Particularly preferred non-polymeric primary stabilizers are benzalkonium chloride, carbonium compounds, phosphonium compounds, oxonium compounds, halonium compounds, cationic organometallic compounds, quaternary phosphite compounds, pyridinium compounds, anilinium compounds, immonium compounds. , Hydroxylammonium compounds, primary ammonium compounds, secondary ammonium compounds, tertiary ammonium compounds, and any non-polymeric compound such as quaternary ammonium compounds of the formula NR ₁ R ₂ R ₃ R ₄ ⁽⁺⁾ . For compounds of formula NR ₁ R ₂ R ₃ R ₄ ⁽⁺⁾
(I) none of R _{1 to} R ₄ is CH ₃ ;
(Ii) _{one of} R _{1 to} R ₄ is CH ₃ ;
(Iii) three of R _{1 to} R ₄ are CH ₃ ;
(Iv) all of R _{1 to} R ₄ are CH ₃ ;
(V) Two of R _{1 to} R ₄ are CH ₃ , one of R _{1 to} R ₄ is C ₆ H ₅ CH ₂ , and one of R _{1 to} R ₄ is 7 carbons An alkyl chain of atoms or less;
(Vi) two of R _{1 to} R ₄ are CH ₃ , one of R _{1 to} R ₄ is C ₆ H ₅ CH ₂ , and one of R _{1 to} R ₄ is An alkyl chain of 19 carbon atoms or more;
(Vii) Two of R _{1 to} R ₄ are CH ₃ , and one of R _{1 to} R ₄ is a C ₆ H ₅ (CH ₂ ) _n group (where n> l). is there;
(Viii) two of R _{1 to} R ₄ are CH ₃ , one of R _{1 to} R ₄ is C ₆ H ₅ CH ₂ , and one of R _{1 to} R ₄ is at least Contains one heteroatom;
(Ix) Two of R _{1 to} R ₄ are CH ₃ , one of R _{1 to} R ₄ is C ₆ H ₅ CH ₂ , and one of R _{1 to} R ₄ is at least one Contains one halogen;
(X) two of R _{1 to} R ₄ are CH ₃ , one of R _{1 to} R ₄ is C ₆ H ₅ CH ₂ , and one of R _{1 to} R ₄ is Including at least one circular fragment;
(Xi) two of R _{1 to} R ₄ are CH ₃ and one of R _{1 to} R ₄ is a phenyl ring; or (xii) two of R _{1 to} R ₄ are CH ₃ and two of R ₁ -R ₄ are pure aliphatic fragments.

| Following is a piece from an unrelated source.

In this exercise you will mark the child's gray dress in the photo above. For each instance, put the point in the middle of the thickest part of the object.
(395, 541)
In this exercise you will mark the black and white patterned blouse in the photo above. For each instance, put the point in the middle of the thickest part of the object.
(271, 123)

  Such compounds include, but are not limited to: behenalkonium chloride, benzethonium chloride, cetylpyridinium chloride, behentrimonium chloride, rauralkonium chloride, cetalkonium chloride, cetrimonium bromide , Cetrimonium chloride, cetylamine hydrofluoride, chloroallylmethanamine chloride (Quaternium-15), distearyl dimonium chloride (Quaternium-5), dodecyldimethylethylbenzylammonium chloride (Quaternium-14), Quaternium-22, Quaternium -26, Quaternium-18 hectorite, Dimethylaminoethyl chloride hydrochloride, Cysteine hydrochloride, Diethanolammonium POE (10) Olethyl ether phosphate, Diethanolammonium POE (3) Rail ether phosphate, tallow alkonium chloride, dimethyldioctadecyl ammonium bentonite, stearalkonium chloride, domifene bromide, denatonium benzoate, myristalkonium chloride, laurtrimonium chloride, ethylenediamine dihydrochloride, guanidine hydrochloride, pyridoxine HCl, iophetamine hydrochloride , Meglumine hydrochloride, methylbenzethonium chloride, miltrimonium bromide, oleyltrimonium chloride, polyquaternium-1, procyne hydrochloride, cocobetaine, stearalkonium bentonite, stearalkonium hectonite, stearyltrihydroxyethylpropylenediaminedihydrofluor Rides, tallow trimonium chloride, and And hexadecyltrimethylammonium bromide.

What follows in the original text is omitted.